Race car air conditioning
DAYTONA BEACH, Fla. – Locked into the seat of a race car for hours on end, drivers have heat coming at them from all directions.
Temperatures inside the cars range from 120 to 130 degrees in early races like the Daytona 500 – kicking off the Monster Energy NASCAR Cup Series season on Sunday – and can spike up to 160 in the middle of the summer when teams return to Daytona for the Coke Zero 400.
But the cars don’t have built-in air conditioning. Seriously.
It’s just one of the many ways stock cars are different from passenger cars, and a traditional air conditioning system would add a significant amount of extra weight. So what does it feel like in the heat for hours during a race?
“It’s about four different kinds of miserable, ” said Chris Buescher, who drives the No. 37 Chevrolet. “The heat is the worst part about it. If we raced through the winter and our offseason was in the summer, I don’t think you’d hear anybody complain.
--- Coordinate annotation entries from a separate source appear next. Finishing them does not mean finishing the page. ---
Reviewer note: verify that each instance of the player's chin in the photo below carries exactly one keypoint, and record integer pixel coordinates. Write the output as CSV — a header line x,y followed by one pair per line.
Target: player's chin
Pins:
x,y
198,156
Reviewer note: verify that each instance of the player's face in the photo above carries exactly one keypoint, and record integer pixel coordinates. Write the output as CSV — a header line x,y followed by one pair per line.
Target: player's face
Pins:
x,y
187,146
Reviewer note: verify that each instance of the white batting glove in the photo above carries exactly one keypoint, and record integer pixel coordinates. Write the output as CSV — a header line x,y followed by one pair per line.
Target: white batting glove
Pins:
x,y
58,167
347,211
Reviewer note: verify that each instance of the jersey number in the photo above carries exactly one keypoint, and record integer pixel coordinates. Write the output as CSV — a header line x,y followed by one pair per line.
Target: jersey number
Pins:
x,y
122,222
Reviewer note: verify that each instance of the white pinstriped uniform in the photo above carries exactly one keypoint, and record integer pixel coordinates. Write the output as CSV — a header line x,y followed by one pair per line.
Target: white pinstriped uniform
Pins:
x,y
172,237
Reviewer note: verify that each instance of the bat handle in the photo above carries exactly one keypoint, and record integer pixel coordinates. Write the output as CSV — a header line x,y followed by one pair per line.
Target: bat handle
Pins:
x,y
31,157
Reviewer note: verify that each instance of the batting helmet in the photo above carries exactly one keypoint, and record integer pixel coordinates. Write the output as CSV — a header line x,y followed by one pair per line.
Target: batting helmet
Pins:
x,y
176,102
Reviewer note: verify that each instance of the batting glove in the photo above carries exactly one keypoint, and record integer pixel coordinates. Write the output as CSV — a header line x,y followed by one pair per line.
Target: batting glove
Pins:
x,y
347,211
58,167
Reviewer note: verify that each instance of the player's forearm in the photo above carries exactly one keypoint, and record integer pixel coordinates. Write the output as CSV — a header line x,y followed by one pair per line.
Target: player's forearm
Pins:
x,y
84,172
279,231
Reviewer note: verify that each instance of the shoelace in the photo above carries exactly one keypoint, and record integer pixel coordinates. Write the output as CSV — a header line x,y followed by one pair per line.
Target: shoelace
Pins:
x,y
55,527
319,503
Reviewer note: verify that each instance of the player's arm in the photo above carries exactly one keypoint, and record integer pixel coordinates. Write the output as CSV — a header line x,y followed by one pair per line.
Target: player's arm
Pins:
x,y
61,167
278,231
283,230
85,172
The temperature inside these cars – a lot of it comes from safety, oddly enough, but I’ll take the heat for an added safety factor any day.”
To manage the heat, drivers use a ventilation system to blow air on them through hoses and sit on a bag that pushes cool air up from the seat. Air from the hoses hits the drivers’ feet from under the steering wheel and their head from the top of their helmet.
Although the system only lowers the car’s temperature by about 10 degrees, the idea is to keep air flowing and from getting stale more than anything, said Wesley Lape, the interior mechanic for Kyle Busch’s No. 18 Toyota.
“We get fresh air from outside the car to go in his helmet, but it goes through a CO2 filter to filter out all the exhaust fumes and other stuff that’s out there, ” Lape said. “It blows over his face and the top of his head.
“He’s also got a back blower, so he sits in his seat and there’s a bag with holes in it along the back of his legs and up his back, and it blows air through there to keep [it] flowing.”
Some drivers – such as Busch and 2015 Daytona 500 winner Joey Logano – also wear full- and partial-foot heat shields to protect their feet from burns caused by the boiling temperatures directly under their pedals.
While technology and equipment can only do so much, drivers also know learning how to handle crazy temperatures is simply part of the job.
“It’s weird to say you get used to 140-degree temperatures, but you’re focused, ” Logano said. “If I was just sitting there baking and not doing something, it would be horrible. But I think because you’re racing – you’re driving – your mind’s off of it. You’re not thinking about it much.”